In practice, ridge regression is usually the first choice between these two models. However, if you have a large amount of features and expect only a few of them to be important, Lasso might be a better choice. Similarly, if you would like to have a model that is easy to interpret, Lasso will provide a model that is easier to under‐ stand, as it will select only a subset of the input features. scikit-learn also provides the ElasticNet class, which combines the penalties of Lasso and Ridge. In practice, this combination works best, though at the price of having two parameters to adjust: one for the L1 regularization, and one for the L2 regularization.
L1 Regularization vs L2 Regularization
In order to create a less complex model when you have a large number of features in a dataset are used Regularization techniques to address overfitting and feature selection.

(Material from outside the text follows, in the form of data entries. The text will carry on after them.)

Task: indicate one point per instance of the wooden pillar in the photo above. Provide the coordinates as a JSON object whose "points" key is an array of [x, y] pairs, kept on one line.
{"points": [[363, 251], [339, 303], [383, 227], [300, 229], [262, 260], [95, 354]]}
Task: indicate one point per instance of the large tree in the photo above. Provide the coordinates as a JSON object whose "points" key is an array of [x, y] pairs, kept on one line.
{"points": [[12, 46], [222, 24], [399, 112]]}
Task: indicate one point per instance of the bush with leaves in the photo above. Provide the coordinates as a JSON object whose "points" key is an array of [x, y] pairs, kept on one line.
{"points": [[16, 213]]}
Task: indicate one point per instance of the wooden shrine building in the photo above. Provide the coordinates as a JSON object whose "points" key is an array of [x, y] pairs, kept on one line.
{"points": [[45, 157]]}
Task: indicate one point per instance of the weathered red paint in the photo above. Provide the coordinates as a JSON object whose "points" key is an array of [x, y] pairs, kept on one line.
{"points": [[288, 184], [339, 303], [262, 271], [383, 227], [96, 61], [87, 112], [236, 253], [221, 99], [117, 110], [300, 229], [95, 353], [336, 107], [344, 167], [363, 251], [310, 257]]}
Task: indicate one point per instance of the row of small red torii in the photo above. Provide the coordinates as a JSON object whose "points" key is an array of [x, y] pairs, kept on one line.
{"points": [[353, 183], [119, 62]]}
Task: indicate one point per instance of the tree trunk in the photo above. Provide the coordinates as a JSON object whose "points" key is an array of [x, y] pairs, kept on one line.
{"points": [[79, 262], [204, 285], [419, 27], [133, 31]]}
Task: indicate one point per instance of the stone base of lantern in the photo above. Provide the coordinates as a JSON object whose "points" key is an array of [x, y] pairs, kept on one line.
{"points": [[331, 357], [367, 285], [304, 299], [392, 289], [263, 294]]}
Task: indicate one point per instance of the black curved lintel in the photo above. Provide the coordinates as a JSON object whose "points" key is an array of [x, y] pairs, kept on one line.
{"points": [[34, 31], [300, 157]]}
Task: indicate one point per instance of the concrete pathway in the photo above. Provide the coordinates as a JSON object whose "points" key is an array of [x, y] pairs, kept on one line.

As was said before, the regression model that use L1 Regularization technique is Lasso Regression and model which uses L2 Regularization technique is Ridge Regression. The key difference between these two is the penalty term.
Ridge Regression adds “square magnitude” of coefficient as penalty term to the loss function. The second part of the formula bellow represents the L2 Regularization.
\[\sum^n_{i=1}(y_i - \sum^p_{j=1}x_{ij}\Theta_j)^2 + \lambda\sum^p_{j=1}\Theta^2_j\]If the \(\lambda\) elemet is 0, then we will get back the ordinary least square, whereas a very large value it will add to much wieght and it will lead to underfit. Hence, it’s important how lambda is chosen. This technique works very well to avoid overfit issues.
Lasso Regression adds “absolute value of magnitude” of coefficient as penalty term to the loss function.
\[\sum^n_{i=1}(y_i - \sum^p_{j=1}x_{ij}\Theta_j)^2 + \lambda\sum^p_{j=1}|\Theta_j|\]Again, lambda zero it will get back de ordinary least square whereas very large value will make coefficients zero hence it will underfit.
The key different between this techniques is that Lasso shrinks the less important feature’s coefficient to zero thus, removing some feature altogether. So, this works well for feature selection in case we have a huge number of features.